Yoshinori Kamata, Arata Azuma, Osamu Hotta, Kensuke Joh
Kitamurayama Hospital.
Sarcoidosis Vasc Diffuse Lung Dis. 2016 Jan 18;32(4):368-71.
We encountered a case of granulomatous tubulointerstitial nephritis in a patient with sarcoidosis, who was also found to show an elevated serum titer of anti-glomerular basement membrane (GBM) antibody. The serum creatinine level had been documented to be within normal range 8 months before the first visit. Gallium scintigraphy revealed bilateral kidney uptake, but no uptake in the pulmonary hilum. No typical findings of sarcoidosis, e.g., bilateral hilar adenopathy, uveitis or elevated serum ACE level were recognized in the early stage. Echocardiography showed basal thinning of the interventricular septum, a specific feature of cardiac sarcoidosis, and hilar lymph node uptake on gallium scintigraphy and anterior uveitis appeared during the disease course. Active tuberculosis, fungal infection, vasculitis and malignancy were clinically excluded. We performed a renal biopsy. Light microscopy revealed non-caseating granulomatous tubulointerstitial nephritis with multinucleated giant cells and normal glomeruli. Inflammatory reaction was seen only within the interstitial tubules. The serum creatinine level had increased to 4.52 mg/dl. The patient was administered methylprednisolone pulse therapy, followed by administration of oral prednisolone. The renal function improved immediately in response to this therapy. Based on the above, we made the final diagnosis of granulomatous tubulointerstitial nephritis associated with sarcoidosis. While the serum titer of anti- GBM antibody was elevated, to our surprise, renal biopsy did not reveal linear anti-GBM antibody staining in this case. Furthermore, interestingly, the serum anti-GBM antibody titer in our patient decreased in parallel with the clinical improvement of sarcoidosis. Severe and progressive renal dysfunction was the most prominent clinical feature without other organ manifestations in our patient, which is a rare occurrence in sarcoidosis.

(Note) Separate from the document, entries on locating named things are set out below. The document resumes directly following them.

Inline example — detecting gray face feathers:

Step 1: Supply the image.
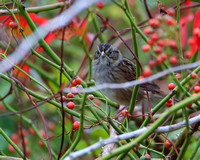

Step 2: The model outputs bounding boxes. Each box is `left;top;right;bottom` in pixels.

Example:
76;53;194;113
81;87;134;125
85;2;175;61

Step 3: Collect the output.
93;43;123;66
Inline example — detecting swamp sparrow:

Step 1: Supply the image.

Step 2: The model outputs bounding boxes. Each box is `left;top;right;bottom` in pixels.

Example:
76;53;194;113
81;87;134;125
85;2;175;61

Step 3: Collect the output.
92;43;161;106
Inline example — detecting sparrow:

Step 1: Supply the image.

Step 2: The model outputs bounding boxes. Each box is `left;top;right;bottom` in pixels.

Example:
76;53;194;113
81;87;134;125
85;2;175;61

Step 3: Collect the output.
92;43;162;106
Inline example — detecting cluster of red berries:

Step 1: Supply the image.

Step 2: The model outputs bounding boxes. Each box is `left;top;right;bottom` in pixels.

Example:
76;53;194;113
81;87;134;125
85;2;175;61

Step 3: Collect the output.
165;99;172;107
142;9;196;73
8;129;31;157
96;1;105;9
165;140;172;148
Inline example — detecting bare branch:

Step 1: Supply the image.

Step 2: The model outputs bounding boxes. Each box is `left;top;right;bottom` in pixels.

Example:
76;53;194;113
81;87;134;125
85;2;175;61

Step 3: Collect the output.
0;0;98;73
64;61;200;93
64;115;200;160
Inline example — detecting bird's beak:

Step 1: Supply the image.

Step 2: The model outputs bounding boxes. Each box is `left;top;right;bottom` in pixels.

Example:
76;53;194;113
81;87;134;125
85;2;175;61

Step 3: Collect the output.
101;51;105;57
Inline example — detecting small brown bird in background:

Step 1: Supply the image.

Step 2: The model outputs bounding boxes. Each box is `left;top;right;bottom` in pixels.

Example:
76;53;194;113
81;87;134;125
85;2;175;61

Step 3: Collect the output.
92;43;162;106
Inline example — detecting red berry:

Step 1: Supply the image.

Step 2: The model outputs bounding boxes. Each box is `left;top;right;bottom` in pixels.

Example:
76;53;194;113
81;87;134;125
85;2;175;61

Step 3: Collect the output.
166;17;176;26
156;56;163;66
184;51;192;59
11;133;19;144
96;1;105;9
72;79;78;86
18;129;26;137
160;53;167;61
73;121;80;129
176;73;181;81
88;94;94;100
169;40;177;49
67;93;74;98
191;73;197;79
28;128;35;135
157;40;165;47
193;28;200;38
8;21;18;29
142;68;152;77
165;140;172;148
188;38;195;46
142;44;151;52
67;102;75;109
75;78;81;85
8;144;15;153
194;86;200;93
71;87;78;95
39;130;45;138
148;60;155;68
165;102;172;107
167;99;172;103
138;76;144;81
26;147;31;157
149;18;160;28
144;154;151;160
169;56;178;65
154;46;162;54
21;137;28;145
38;140;45;148
48;122;56;131
143;27;154;35
147;39;155;46
187;104;192;108
95;99;101;106
122;109;129;117
167;8;175;16
185;0;191;5
150;33;158;41
59;96;66;102
168;83;175;90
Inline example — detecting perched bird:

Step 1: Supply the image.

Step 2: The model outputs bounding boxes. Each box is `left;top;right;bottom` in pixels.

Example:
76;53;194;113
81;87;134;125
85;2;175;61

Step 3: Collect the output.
92;43;162;106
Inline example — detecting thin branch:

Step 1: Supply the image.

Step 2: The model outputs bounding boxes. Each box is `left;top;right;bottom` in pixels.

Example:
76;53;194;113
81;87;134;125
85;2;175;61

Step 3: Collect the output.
0;0;98;73
0;0;70;15
64;115;200;160
64;61;200;93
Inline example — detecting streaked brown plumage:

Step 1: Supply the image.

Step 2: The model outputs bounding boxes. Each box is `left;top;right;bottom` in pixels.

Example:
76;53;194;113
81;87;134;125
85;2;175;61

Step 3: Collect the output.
92;43;160;105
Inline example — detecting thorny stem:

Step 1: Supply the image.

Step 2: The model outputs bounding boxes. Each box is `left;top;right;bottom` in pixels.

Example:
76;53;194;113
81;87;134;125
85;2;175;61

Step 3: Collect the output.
141;67;200;128
102;93;200;160
61;93;87;160
0;1;70;15
2;97;57;158
0;128;27;159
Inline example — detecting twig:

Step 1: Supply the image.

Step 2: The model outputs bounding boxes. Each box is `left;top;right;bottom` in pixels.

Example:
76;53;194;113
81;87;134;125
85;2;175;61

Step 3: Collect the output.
64;61;200;93
64;115;200;160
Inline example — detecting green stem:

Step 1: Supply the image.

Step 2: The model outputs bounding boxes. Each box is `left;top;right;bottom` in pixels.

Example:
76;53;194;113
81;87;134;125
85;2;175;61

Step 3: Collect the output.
141;67;200;128
91;12;105;43
113;0;148;42
0;128;24;158
2;98;57;158
177;107;190;160
61;93;87;160
19;4;74;77
0;1;70;15
190;139;200;160
26;61;59;87
0;74;97;123
125;0;141;114
101;93;200;160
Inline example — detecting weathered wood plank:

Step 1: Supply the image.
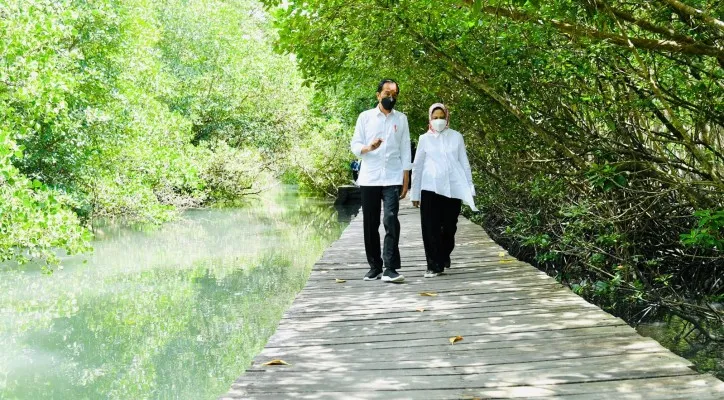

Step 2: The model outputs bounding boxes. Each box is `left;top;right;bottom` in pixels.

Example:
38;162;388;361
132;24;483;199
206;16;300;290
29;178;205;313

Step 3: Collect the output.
222;206;724;400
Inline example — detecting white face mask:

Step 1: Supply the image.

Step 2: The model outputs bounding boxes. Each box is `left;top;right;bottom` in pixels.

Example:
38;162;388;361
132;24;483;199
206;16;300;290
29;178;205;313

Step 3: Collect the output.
430;119;447;132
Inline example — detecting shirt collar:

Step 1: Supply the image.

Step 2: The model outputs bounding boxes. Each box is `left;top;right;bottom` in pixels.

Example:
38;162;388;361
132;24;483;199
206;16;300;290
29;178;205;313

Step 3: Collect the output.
375;103;397;117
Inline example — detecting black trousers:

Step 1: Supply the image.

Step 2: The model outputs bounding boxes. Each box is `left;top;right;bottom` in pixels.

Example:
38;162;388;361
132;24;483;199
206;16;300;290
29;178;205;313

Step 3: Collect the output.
420;190;462;272
360;185;402;270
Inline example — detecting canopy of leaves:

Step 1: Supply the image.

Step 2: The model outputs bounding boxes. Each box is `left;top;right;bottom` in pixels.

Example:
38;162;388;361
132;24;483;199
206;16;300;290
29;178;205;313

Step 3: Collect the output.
267;0;724;338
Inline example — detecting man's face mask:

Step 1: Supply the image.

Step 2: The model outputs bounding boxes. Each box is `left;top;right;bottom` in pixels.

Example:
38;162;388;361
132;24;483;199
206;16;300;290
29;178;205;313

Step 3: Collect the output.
380;97;397;111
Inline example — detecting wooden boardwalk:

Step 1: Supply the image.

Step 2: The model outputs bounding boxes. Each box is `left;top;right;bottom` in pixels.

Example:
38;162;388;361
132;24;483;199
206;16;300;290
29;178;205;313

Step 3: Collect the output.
222;205;724;400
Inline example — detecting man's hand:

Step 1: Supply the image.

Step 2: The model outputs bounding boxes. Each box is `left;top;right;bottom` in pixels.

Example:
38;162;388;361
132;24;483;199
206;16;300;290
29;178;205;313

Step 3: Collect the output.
362;138;384;154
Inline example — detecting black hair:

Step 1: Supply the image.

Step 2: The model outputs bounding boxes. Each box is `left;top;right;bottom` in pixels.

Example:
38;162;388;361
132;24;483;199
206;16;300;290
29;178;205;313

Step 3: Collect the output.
377;79;400;94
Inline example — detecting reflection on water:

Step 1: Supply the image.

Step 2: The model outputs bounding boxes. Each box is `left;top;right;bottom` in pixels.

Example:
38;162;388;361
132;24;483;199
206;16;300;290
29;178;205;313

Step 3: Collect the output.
0;188;360;399
636;315;724;380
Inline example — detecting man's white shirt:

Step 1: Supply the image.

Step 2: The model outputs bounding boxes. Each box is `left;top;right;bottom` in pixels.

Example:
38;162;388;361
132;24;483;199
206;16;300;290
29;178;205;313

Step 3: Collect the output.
350;107;412;186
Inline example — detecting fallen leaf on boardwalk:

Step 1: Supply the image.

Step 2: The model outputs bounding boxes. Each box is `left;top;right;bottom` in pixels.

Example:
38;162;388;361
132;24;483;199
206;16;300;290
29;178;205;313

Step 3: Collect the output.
262;360;289;365
448;336;463;345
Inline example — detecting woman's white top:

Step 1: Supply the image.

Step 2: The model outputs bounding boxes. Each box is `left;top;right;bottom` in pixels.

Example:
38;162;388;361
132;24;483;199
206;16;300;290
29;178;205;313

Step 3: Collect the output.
411;128;478;211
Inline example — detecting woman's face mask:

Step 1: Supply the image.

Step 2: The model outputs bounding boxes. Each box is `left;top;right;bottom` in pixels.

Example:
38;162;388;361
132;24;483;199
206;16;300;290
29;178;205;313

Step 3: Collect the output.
430;119;447;132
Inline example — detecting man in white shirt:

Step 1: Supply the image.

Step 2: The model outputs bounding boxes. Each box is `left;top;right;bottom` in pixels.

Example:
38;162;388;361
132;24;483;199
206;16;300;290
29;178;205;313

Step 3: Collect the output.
351;79;412;283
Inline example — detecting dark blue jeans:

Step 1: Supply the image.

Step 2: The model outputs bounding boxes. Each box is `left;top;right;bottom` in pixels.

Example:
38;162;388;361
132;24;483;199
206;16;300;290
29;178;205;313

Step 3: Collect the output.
360;185;402;270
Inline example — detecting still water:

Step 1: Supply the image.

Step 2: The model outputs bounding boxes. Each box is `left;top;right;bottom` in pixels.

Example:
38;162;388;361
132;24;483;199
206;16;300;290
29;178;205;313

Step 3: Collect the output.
0;187;350;399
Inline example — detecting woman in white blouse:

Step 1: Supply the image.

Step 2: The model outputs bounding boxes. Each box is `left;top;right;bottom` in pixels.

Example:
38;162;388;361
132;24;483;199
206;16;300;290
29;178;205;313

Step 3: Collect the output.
411;103;477;278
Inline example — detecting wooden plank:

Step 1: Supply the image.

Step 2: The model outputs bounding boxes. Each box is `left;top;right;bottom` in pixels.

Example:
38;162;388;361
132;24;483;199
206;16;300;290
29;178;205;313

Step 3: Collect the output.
222;206;724;400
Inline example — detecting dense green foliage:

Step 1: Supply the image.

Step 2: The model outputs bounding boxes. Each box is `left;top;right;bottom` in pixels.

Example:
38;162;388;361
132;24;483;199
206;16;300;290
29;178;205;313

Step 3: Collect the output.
0;189;344;400
267;0;724;340
0;0;340;265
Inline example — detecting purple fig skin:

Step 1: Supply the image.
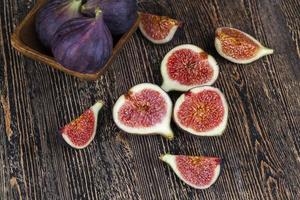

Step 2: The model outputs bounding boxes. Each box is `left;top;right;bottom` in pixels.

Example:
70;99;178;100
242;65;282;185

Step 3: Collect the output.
35;0;82;48
51;11;113;74
81;0;138;35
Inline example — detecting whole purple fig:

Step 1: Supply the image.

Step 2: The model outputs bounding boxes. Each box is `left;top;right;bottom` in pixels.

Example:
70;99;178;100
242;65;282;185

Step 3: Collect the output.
51;9;113;73
81;0;137;35
35;0;82;48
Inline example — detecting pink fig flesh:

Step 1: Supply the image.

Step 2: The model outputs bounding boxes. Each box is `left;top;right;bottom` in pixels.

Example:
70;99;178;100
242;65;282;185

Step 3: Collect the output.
160;154;221;189
174;86;228;136
119;89;167;127
139;13;182;44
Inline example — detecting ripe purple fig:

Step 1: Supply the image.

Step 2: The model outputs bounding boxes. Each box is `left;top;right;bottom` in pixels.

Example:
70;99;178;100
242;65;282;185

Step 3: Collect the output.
174;86;228;136
59;101;103;149
113;83;173;139
52;9;113;74
35;0;82;48
139;13;182;44
160;44;219;92
215;27;274;64
81;0;137;35
160;154;221;189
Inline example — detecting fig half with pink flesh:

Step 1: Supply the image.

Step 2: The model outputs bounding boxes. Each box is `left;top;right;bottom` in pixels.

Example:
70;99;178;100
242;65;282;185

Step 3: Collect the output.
160;44;219;92
160;154;221;189
113;83;173;139
59;101;103;149
174;86;228;136
139;13;182;44
215;27;274;64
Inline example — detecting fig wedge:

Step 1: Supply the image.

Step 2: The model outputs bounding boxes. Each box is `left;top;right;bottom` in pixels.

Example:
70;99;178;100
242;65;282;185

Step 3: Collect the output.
215;27;274;64
160;154;221;189
59;101;104;149
139;13;182;44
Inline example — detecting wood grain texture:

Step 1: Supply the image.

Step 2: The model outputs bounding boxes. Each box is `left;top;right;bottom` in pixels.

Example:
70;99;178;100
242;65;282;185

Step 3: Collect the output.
0;0;300;200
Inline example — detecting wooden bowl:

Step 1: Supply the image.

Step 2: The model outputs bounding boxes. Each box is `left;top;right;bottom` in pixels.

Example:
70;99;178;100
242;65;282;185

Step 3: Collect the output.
11;0;139;80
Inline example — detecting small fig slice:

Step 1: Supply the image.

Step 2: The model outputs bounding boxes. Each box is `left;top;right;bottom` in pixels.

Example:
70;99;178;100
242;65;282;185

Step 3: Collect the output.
59;101;103;149
160;44;219;92
215;27;274;64
113;83;173;139
174;86;228;136
160;154;221;189
139;13;182;44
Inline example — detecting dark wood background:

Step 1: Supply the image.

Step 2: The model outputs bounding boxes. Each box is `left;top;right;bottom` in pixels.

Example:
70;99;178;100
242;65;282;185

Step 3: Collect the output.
0;0;300;200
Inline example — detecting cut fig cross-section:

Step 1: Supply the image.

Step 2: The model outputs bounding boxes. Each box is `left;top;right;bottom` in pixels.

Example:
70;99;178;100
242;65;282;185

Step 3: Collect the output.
174;86;228;136
215;27;274;64
160;154;221;189
160;44;219;92
139;13;182;44
113;83;173;139
59;101;103;149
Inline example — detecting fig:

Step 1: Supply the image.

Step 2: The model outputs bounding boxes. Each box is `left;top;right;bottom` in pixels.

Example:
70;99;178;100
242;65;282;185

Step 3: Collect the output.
81;0;138;35
113;83;173;139
139;13;182;44
160;44;219;92
35;0;82;48
174;86;228;136
215;27;274;64
51;9;113;74
160;154;221;189
59;101;103;149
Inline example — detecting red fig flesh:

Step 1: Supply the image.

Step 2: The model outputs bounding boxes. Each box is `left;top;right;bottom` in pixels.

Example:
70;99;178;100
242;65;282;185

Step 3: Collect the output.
215;27;273;64
160;44;219;91
160;154;221;189
60;101;103;149
139;13;181;44
113;83;173;139
174;86;228;136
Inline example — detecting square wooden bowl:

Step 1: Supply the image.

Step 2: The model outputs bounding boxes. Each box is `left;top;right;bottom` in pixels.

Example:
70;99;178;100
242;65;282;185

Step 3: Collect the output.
11;0;139;80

我们遇到一例结节病患者发生肉芽肿性肾小管间质性肾炎,该患者还被发现抗肾小球基底膜(GBM)抗体血清滴度升高。首次就诊前8个月血清肌酐水平记录在正常范围内。镓扫描显示双侧肾脏摄取,但肺门无摄取。疾病早期未发现结节病的典型表现,如双侧肺门淋巴结肿大、葡萄膜炎或血清ACE水平升高。超声心动图显示室间隔基底变薄,这是心脏结节病的一个特征性表现,疾病过程中出现镓扫描肺门淋巴结摄取及前葡萄膜炎。临床上排除了活动性结核、真菌感染、血管炎和恶性肿瘤。我们进行了肾活检。光镜检查显示非干酪样肉芽肿性肾小管间质性肾炎,伴有多核巨细胞,肾小球正常。炎症反应仅见于间质小管内。血清肌酐水平已升至4.52mg/dl。给予患者甲泼尼龙冲击治疗,随后口服泼尼松龙。肾功能对此治疗立即有改善。基于上述情况,我们最终诊断为与结节病相关的肉芽肿性肾小管间质性肾炎。虽然抗GBM抗体血清滴度升高,但令人惊讶的是,该病例肾活检未发现线性抗GBM抗体染色。此外,有趣的是,我们患者的血清抗GBM抗体滴度随着结节病临床症状的改善而下降。严重且进行性肾功能不全是我们患者最突出的临床特征,无其他器官表现,这在结节病中很少见。